Schulkonsens
FWG Medebach begrüßt den
schulpolitischen Konsens für NRW
Nach jahrzehntelanger Streit – endlich ein
Schulpolitischer Konsens
Im Herbst
soll das neue Schulgesetz verabschiedet werden.
Es wird
landesseitig keine Schule abgeschafft - es kommt nur eine weitere dazu: die
Sekundarschule.
FWG
Medebach: „Endlich einen langfristigen, verfassungsrechtlich abgesicherter
Konsens. Das ist gut!“
Die FWG Medebach spricht sich für
Kontinuität in der Schulpolitik aus
Ein
zentrales Anliegen der FWG Medebach wird dabei
sein, die uneingeschränkte Wahlfreiheit der Eltern und die individuellen
Bildungswege der Schülerinnen und Schüler zu sichern. Dafür benötigen wir auf
alle Fälle die Vielfalt des Schulangebots und das bestehende breite Spektrum
der Schulen – so wie dies die aktuelle Schullandschaft widerspiegelt. Dies
schließt ausdrücklich die Absicherung der Pluralität bei den Schulträgern ein.
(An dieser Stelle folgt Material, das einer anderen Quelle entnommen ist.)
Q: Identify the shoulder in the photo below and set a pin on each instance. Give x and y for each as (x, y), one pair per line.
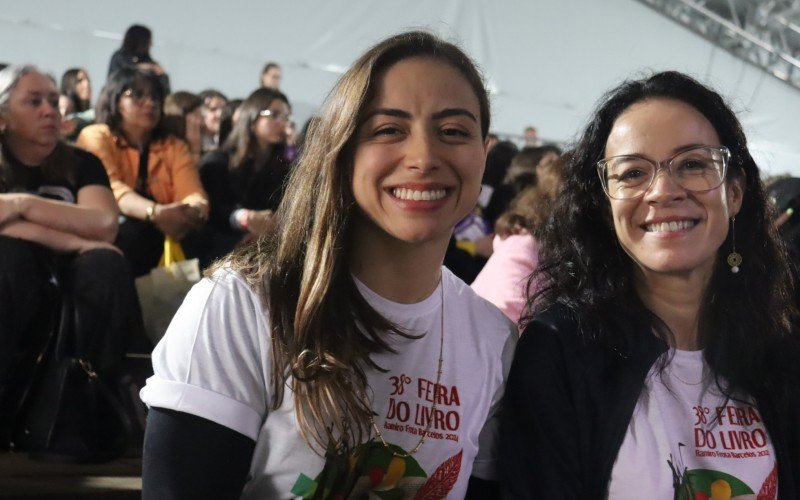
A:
(476, 316)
Denn weil wir die berechtigte Forderung nach individueller Förderung ernst
nehmen, müssen wir die unterschiedlichen Neigungen, Fähigkeiten, Begabungen und
Interessen unserer Schülerinnen und Schüler berücksichtigen. Eine
erfolgreiche Schulpolitik zeichnet sich vielmehr durch Kontinuität und nicht
durch eine alle fünf Jahre sich ändernde und neu beginnende Strukturreform aus.
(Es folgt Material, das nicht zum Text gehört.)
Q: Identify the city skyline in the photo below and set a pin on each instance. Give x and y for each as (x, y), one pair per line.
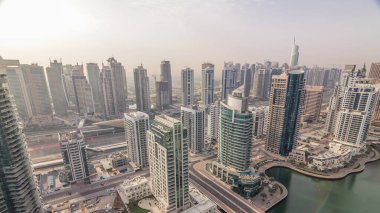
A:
(152, 31)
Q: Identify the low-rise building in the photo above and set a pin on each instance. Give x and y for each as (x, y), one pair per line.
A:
(245, 183)
(118, 160)
(134, 189)
(200, 203)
Das andauernde Herumdoktern an den Schulen schadet allen Beteiligten. Deshalb
begrüßt die FWG Medebach den Schulpolitischen Konsens für NRW vom 19. Juli
2011. Es muss Ruhe und Kontinuität eintreten, sodass die Schulen ihren
eigentlichen Erziehungsauftrag wahrnehmen können und sich nicht dauernd auf
neue Rahmenbedingungen einstellen müssen. Eine sinnvolle Schulpolitik sorgt
außerdem für kleinere Klassen, bessere Ausstattung der Schulen und ausreichend
gut ausgebildete Lehrer in allen Schulformen.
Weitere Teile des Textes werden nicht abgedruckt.